Impor Gula Bukan Jalan Pintas, Kapan RI Bisa Swasembada?

Feby Novalius, Jurnalis · Rabu 01 Februari 2017, 13:40 WIB
https img k okeinfo net content 2017 02 01 320 1606532 impor gula bukan jalan pintas kapan ri bisa swasembada cbsfAmys2Y jpg Ilustrasi: (Foto: Okezone)

JAKARTA - Asosiasi Petani Tebu Rakyat Indonesia (APTRI) menolak keputusan pemerintah menambah kuota impor gula mentah. Jika tujuannya menstabilkan harga gula, keputusannya bukanlah dengan impor.

Ketua Umum APTRI Soemitro Samadikoen mengatakan, pemerintah memiliki cita-cita swasembada, tapi jika tergantung dengan impor tidak mungkin tergapai cita-citanya. Semestinya kan ada peningkatan produksi di kebun dengan revitalisasi supaya hasil gulanya berlimpah.

"Produksi ditingkatkan, saluran pengairan diperbaiki, dibuatkan pabrik gula baru, rendemen tinggi. Bukan malah impor," tuturnya saat dihubungi Okezone, Rabu (1/2/2017)

Dirinya mencontohkan, rendemen di pada produksi gula di Thailand mencapai 14, biaya pokok produksi (BPP) untuk satu hektare (ha) lahan sebesar Rp50 juta, dengan hasil 12 ton sampai 14 ton.

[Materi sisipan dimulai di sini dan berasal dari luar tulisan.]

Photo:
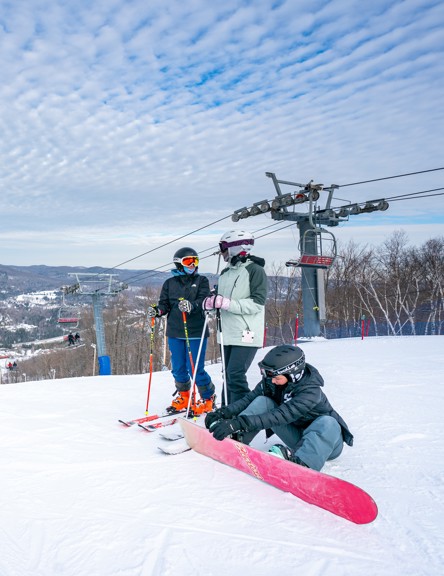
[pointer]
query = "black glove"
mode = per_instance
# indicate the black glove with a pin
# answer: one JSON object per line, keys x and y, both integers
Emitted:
{"x": 224, "y": 428}
{"x": 153, "y": 311}
{"x": 185, "y": 306}
{"x": 212, "y": 417}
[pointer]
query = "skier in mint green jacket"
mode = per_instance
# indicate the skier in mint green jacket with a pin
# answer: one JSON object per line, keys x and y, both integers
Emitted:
{"x": 241, "y": 296}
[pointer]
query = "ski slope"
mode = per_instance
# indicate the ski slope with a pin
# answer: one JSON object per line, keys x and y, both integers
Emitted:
{"x": 80, "y": 495}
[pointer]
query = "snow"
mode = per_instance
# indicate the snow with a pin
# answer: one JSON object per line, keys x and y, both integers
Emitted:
{"x": 81, "y": 495}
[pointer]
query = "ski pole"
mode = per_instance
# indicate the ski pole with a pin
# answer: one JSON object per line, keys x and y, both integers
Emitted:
{"x": 187, "y": 340}
{"x": 193, "y": 382}
{"x": 153, "y": 323}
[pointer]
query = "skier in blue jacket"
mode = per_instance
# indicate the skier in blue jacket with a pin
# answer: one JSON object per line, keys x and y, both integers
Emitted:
{"x": 182, "y": 293}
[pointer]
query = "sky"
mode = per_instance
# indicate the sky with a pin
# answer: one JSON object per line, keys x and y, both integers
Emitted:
{"x": 81, "y": 495}
{"x": 129, "y": 124}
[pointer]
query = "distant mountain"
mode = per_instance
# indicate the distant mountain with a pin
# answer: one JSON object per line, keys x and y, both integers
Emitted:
{"x": 16, "y": 280}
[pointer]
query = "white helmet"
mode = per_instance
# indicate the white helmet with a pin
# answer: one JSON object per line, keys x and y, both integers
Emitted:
{"x": 235, "y": 242}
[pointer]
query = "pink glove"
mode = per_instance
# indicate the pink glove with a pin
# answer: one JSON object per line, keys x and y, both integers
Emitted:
{"x": 208, "y": 303}
{"x": 213, "y": 302}
{"x": 221, "y": 302}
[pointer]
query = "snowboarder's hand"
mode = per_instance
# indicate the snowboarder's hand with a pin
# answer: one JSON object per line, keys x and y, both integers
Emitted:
{"x": 185, "y": 306}
{"x": 224, "y": 428}
{"x": 213, "y": 417}
{"x": 153, "y": 311}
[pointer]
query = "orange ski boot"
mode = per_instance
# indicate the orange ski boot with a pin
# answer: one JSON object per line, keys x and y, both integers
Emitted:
{"x": 204, "y": 406}
{"x": 180, "y": 402}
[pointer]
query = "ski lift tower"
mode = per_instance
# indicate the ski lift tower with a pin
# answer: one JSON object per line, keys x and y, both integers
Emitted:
{"x": 99, "y": 287}
{"x": 316, "y": 244}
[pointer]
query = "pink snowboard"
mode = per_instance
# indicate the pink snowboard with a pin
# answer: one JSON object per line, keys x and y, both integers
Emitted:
{"x": 332, "y": 494}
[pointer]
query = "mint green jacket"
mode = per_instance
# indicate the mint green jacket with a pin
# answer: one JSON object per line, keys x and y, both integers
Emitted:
{"x": 245, "y": 283}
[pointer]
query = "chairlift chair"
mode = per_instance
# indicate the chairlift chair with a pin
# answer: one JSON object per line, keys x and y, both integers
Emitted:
{"x": 318, "y": 250}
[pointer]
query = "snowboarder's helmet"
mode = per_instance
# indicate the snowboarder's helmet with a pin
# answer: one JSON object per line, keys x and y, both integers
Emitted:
{"x": 187, "y": 257}
{"x": 236, "y": 242}
{"x": 283, "y": 359}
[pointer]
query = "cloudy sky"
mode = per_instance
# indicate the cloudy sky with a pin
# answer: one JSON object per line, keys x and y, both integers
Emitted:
{"x": 126, "y": 124}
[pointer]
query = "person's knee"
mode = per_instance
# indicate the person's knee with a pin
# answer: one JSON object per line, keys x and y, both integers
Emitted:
{"x": 328, "y": 425}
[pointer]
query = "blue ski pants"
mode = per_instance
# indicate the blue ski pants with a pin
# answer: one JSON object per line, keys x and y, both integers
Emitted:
{"x": 320, "y": 441}
{"x": 181, "y": 366}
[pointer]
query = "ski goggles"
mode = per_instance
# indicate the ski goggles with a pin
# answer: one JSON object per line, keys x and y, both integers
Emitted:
{"x": 294, "y": 366}
{"x": 188, "y": 261}
{"x": 267, "y": 373}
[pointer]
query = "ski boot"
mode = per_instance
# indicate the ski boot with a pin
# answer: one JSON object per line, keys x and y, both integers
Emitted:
{"x": 204, "y": 406}
{"x": 285, "y": 453}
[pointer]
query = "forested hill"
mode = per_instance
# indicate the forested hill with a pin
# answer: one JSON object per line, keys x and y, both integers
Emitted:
{"x": 24, "y": 279}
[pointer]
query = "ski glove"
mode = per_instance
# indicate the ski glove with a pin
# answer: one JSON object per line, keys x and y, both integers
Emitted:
{"x": 214, "y": 302}
{"x": 153, "y": 311}
{"x": 223, "y": 428}
{"x": 185, "y": 306}
{"x": 213, "y": 417}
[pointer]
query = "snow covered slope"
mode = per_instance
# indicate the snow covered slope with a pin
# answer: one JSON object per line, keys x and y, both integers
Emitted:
{"x": 81, "y": 495}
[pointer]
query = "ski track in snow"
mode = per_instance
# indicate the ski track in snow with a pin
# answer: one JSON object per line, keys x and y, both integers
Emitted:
{"x": 80, "y": 495}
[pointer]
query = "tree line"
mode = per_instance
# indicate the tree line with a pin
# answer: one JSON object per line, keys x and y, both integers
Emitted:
{"x": 397, "y": 289}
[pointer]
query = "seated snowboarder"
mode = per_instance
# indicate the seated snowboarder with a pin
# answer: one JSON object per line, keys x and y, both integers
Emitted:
{"x": 288, "y": 402}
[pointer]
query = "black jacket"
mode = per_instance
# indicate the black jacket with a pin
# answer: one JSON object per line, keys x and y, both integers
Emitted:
{"x": 190, "y": 287}
{"x": 299, "y": 403}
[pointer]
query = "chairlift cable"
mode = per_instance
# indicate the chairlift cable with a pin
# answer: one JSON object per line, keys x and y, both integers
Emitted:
{"x": 391, "y": 177}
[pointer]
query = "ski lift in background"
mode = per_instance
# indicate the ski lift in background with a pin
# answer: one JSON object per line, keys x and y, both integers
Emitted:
{"x": 318, "y": 250}
{"x": 68, "y": 316}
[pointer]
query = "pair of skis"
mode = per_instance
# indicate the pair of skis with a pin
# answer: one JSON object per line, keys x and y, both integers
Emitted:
{"x": 154, "y": 422}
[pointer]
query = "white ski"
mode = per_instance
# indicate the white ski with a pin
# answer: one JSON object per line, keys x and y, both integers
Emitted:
{"x": 175, "y": 448}
{"x": 172, "y": 436}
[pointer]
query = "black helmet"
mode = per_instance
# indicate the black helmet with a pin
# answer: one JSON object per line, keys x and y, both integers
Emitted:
{"x": 283, "y": 359}
{"x": 184, "y": 253}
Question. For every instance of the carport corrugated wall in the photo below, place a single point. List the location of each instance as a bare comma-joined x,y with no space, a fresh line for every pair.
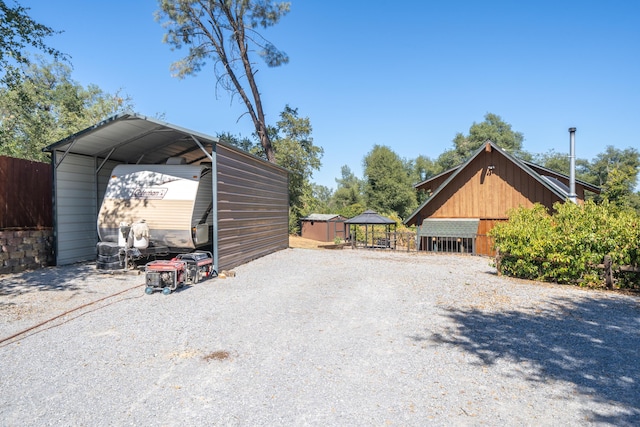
253,208
75,211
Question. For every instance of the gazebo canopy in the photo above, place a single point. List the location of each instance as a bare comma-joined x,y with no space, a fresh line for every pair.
370,217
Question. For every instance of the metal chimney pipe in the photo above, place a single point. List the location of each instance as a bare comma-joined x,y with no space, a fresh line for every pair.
572,166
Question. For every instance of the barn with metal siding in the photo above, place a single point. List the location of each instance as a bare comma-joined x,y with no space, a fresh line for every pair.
250,195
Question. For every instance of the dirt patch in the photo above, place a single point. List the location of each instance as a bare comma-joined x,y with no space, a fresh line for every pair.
302,243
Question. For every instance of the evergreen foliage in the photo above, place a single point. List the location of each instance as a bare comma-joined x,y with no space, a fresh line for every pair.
567,246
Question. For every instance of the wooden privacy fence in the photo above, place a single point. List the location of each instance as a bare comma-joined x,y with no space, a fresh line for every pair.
25,194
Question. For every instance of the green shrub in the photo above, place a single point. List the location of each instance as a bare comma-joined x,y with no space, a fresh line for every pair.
566,247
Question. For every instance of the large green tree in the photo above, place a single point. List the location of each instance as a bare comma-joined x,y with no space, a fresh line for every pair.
41,104
295,151
226,31
492,128
388,187
18,34
349,190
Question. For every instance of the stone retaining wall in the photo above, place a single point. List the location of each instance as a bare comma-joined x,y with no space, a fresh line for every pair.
25,249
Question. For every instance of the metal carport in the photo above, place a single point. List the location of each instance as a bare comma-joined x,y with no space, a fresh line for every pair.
250,195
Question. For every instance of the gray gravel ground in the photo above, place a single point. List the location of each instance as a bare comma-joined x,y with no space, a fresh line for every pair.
319,337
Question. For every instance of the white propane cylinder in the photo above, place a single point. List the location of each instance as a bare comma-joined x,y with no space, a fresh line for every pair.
140,232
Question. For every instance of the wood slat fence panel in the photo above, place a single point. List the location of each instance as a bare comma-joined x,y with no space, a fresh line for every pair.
25,194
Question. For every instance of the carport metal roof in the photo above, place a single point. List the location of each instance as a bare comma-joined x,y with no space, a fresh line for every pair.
134,138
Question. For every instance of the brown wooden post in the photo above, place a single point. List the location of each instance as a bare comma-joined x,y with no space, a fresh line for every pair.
608,273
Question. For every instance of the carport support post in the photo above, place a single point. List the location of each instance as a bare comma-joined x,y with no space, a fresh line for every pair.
214,197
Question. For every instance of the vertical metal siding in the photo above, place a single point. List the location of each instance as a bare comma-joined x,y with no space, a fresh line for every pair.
75,209
253,208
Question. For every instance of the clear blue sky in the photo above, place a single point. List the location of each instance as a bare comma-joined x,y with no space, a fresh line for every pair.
406,74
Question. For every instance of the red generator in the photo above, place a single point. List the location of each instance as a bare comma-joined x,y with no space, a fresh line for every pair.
184,269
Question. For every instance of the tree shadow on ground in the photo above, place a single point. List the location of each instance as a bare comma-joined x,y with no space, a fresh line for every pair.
589,342
65,278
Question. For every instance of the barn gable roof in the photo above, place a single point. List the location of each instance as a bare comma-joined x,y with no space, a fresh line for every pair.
321,217
549,182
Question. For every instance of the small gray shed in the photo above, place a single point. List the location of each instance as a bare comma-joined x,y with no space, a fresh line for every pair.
250,195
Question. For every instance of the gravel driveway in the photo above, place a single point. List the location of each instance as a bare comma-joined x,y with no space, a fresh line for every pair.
318,337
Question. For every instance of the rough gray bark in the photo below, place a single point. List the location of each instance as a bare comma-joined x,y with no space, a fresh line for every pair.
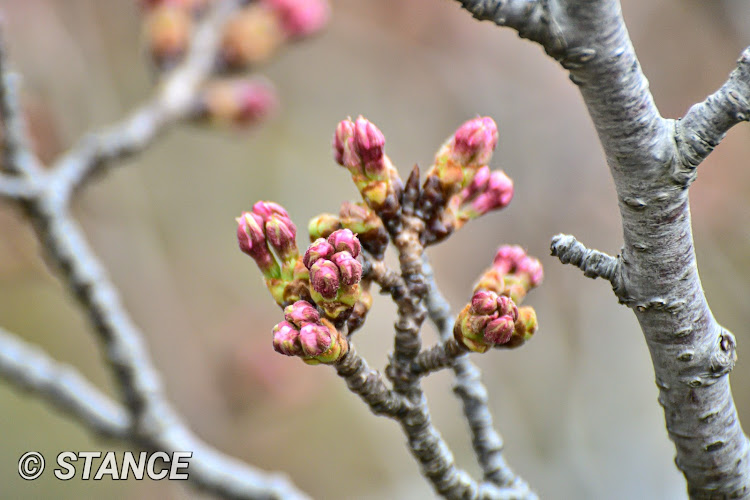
652,160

Karena rendemen (kadar kemanisan gula) mencapai 14 maka harga jual gula hanya Rp8 ribu per kilogram (kg).

"Coba kita, tahun lalu rendemen 6 kalau BPP 50 juta kita (petani) dapat berapa, ya jelas harga jual sampai Rp11 ribu. Artinya, kalau disuruh jual murah ya produksi di sawah ditingkatkan, pabrik gula diperbaiki supaya rendemen tinggi ya produksi naik harga turun," tuturnya.

"Bukan malah ambil jalan pintas impor. Kalau maunya gitu ya sudah enggak akan pernah swasembada," tandasnya.